先月のこと、立ち寄った近所の書店でFlyFisher誌の表紙の下に印刷された小さなタイトルに目が止まりました。「ボンホフ・リールの情熱」。タイトルに惹かれてそのページを開いたら、そこには東さんが翻訳したロッドビルダーのジェフ・ワグナーさんの文章が載っていました。それを見てすぐに「あっ、あのリールだ」とあの時のことを思い出しました。

6月初旬、オーストラリアから4年ぶりに来日したロッドビルダーのニックさんとニックさんをサポートしていた東さんの3人で釣りをする機会がありました。5月の好天とはうって変わって6月に入ると東北は雨模様の天気が続き、釣りにとってはあまり良い条件ではなかったにもかかわらず、温泉宿に泊まりながらの釣り旅は楽しく思い出深いものになりました。その時の宿でニックさんから見せてもらったリールがジェフ・ワグナーさんが製作したボンホフ・リールでした。ジェフ・ワグナーさんはアメリカのロッドビルダーとして知られている人で、ニックさんのロッドビルドの師匠でもあります。ボンホフ・リールは何度か見ていますが、目の前に出されたリールはレプリカリールとは思えない完成度と質感がありました。本文にも製作期間のことが書かれていますが、ニックさんからジェフさんがリール製作をはじめてから5年という話を聞いてびっくりしました。
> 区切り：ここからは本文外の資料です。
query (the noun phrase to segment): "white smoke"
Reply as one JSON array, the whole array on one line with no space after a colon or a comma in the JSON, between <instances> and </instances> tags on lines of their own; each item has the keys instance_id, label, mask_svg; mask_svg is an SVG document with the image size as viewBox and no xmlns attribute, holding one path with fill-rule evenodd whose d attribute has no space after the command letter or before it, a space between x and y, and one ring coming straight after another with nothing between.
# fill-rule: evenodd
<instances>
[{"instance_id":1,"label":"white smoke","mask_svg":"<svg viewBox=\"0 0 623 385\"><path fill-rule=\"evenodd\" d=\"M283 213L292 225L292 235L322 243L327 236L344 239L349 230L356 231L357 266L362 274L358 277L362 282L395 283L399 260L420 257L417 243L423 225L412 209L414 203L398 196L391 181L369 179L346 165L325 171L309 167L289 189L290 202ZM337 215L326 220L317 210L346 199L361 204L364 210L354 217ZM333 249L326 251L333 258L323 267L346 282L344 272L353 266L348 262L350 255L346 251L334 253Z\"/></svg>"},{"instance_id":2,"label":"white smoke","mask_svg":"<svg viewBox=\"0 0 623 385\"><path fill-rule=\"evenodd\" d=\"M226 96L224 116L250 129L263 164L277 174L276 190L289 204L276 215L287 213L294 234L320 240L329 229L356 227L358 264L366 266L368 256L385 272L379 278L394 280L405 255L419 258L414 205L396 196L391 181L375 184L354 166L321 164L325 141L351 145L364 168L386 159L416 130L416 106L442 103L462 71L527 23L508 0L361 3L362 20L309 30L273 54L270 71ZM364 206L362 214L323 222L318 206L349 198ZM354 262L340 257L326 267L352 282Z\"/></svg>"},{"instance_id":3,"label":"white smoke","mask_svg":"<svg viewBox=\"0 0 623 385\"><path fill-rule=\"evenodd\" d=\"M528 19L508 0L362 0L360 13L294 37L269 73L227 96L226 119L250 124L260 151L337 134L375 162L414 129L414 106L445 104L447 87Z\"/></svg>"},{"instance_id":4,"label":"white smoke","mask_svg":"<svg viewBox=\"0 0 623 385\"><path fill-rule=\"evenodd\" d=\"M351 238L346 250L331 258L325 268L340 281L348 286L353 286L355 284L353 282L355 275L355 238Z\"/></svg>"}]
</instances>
経験も技術もないところから物を作り出すことは容易なことではありません。しかも、あのボンホフ・リールです。以前、内部構造を少し見せてもらったことがありますが、構造の複雑さとデザインに見入ってしまったことを覚えています。そのリールを素人同然の人が一から初めて5年で完成させた情熱は何なのだろうと気になっていました。

彼の文章の最後に彼の父親のことが書かれています。機械工だった父親は彼にホワイトカラーの仕事につくように望んでいたそうですが、「きわめて長い遠回りのすえ、私は父親と同じように旋盤の前にたどりついた。」と彼は言っています。古いマニュアルの旋盤やミリングマシンを使ってボンホフがそうしたように長い時間と試行錯誤を重ねて作られたリールは、ジェフさんの情熱がこもったボンホフ・リールになったと思います。

ジェフさんは製作にかかった長い時間のことを「ボンホフの天才を納得」し、「父親とのつながりを再確認できた長い旅」と称しています。同じ物を作る職人として単純にすごいなーと思うと同時に彼のものづくりに対する情熱の熱を少しだけ分けてもらったような気がしました。まだ読んでいない方は、ぜひご一読を。